Omer had a son named Jared, an ambitious, unscrupulous man. He rebelled against his father and by his flatteries induced half the people to join his standard. He established himself in a land named Heth, and when he felt sufficiently strong he gave battle to and defeated the forces of his father, whom he took prisoner and held in captivity; and, it is said, Omer remained in this condition half his days. So long, indeed, was the time that Jared kept him prisoner that sons begotten by him during his captivity grew up to manhood before he was released. Two of these young men, named Esrom and Coriantumr, became very angry at the way their father was treated, and they raised an army and attacked their brother Jared by night. This attack appears to have been an utter surprise to Jared, for his army, was entirely destroyed, and he himself would have been slain had he not humbly pleaded with his brothers that his life might be spared, he promising that he would surrender the kingdom to his father. On this condition his life was granted him.

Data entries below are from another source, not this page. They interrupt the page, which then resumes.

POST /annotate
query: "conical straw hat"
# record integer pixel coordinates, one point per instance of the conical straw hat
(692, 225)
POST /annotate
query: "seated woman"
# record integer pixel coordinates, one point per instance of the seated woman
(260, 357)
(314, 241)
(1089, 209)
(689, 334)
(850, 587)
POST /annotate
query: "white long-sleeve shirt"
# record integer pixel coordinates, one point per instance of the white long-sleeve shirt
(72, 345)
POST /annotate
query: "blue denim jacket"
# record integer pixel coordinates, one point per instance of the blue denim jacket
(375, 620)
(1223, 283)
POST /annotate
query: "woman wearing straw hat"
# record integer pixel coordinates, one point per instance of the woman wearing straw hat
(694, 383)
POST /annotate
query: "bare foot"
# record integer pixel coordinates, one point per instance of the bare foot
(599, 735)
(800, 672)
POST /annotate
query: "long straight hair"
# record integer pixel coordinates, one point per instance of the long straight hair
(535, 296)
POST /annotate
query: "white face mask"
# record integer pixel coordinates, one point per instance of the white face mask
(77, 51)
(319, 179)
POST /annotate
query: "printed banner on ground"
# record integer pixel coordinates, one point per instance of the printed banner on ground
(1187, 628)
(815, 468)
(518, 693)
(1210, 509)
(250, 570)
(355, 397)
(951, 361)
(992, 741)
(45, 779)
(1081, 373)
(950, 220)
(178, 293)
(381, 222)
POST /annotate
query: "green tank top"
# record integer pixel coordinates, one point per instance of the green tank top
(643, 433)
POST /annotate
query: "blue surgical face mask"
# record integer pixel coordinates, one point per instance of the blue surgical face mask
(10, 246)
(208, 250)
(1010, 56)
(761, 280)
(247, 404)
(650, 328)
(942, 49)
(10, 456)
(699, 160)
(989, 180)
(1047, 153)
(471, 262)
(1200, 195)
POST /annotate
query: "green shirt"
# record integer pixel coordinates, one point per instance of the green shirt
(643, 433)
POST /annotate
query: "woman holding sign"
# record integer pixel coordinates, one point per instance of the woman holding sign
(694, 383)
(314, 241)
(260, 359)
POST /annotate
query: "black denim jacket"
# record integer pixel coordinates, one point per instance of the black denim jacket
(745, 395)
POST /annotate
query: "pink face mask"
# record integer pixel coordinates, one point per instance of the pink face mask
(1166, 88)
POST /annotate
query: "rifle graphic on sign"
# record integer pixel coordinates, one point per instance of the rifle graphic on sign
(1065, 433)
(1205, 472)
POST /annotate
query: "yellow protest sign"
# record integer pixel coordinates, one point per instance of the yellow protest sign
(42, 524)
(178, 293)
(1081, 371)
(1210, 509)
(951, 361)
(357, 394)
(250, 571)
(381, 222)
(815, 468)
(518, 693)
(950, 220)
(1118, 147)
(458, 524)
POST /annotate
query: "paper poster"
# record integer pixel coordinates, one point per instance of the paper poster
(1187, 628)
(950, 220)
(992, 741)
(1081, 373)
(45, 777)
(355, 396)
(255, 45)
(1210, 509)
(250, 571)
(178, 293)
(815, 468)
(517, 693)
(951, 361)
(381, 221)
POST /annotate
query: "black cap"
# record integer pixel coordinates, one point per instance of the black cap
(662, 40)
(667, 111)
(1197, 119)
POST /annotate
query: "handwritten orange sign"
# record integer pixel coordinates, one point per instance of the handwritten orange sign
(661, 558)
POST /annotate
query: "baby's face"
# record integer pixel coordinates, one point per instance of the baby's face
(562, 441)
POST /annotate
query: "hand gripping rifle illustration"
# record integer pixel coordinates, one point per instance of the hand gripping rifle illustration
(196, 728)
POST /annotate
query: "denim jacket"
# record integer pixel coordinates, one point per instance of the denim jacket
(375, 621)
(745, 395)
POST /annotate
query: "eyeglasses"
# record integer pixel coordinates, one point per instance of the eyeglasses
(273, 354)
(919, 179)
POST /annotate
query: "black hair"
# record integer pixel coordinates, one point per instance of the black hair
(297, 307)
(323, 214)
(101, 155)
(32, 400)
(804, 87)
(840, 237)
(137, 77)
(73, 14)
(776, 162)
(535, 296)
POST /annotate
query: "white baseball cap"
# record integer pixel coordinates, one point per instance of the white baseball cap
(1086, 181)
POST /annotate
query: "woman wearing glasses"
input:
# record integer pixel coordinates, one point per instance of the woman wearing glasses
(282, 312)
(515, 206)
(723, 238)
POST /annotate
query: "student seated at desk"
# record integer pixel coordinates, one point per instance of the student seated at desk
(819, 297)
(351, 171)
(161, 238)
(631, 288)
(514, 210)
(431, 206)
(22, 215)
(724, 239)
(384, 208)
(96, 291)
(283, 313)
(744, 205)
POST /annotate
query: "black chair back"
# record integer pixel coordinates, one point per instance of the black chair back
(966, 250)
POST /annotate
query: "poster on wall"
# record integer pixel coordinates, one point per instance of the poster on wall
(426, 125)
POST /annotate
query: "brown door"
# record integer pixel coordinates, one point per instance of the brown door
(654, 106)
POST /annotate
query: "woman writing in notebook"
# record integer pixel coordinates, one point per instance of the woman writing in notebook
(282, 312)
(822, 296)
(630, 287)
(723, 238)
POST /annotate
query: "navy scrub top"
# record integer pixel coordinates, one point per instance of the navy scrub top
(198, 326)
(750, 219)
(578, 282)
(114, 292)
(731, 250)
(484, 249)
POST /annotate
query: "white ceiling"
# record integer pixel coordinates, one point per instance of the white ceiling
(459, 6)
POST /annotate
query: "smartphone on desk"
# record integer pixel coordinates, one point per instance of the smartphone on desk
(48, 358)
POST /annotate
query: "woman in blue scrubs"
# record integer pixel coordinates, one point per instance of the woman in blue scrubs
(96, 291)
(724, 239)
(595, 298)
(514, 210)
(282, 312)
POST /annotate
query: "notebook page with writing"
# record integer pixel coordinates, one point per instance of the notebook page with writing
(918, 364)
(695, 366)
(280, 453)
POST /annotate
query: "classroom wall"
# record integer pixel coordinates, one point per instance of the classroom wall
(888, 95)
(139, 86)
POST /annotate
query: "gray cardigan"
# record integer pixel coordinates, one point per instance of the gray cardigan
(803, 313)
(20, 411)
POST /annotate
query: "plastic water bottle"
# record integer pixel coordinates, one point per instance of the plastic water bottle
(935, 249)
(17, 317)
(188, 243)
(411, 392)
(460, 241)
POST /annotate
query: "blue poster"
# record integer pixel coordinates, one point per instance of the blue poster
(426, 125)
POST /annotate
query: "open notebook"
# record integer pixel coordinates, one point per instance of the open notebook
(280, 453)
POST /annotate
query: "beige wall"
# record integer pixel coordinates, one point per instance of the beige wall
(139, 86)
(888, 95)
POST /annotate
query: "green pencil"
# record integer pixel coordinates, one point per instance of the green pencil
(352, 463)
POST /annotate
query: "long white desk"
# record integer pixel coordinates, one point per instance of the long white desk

Now Jared, though he had made this promise when his life was in peril, still longed for the glories and power of the kingly authority; and his sorrow and unrest could not be hid from those near him. Among those who noticed his deep-seated grief was a daughter, who, was exceeding fair, and was apparently as unscrupulous as her father. Whether it was because she really had affection for her father, or, like him, languished for the pomp and magnificence of the court life she no longer possessed that caused her to submit to him a plan by which he might regain the kingdom, cannot be told; perhaps, also, she loved the man whom she suggested as the instrument to be used in the fulfillment of her ambition — possibly all three, for our motives are seldom single; our actions, in other words, are generally the result of a combination of motives.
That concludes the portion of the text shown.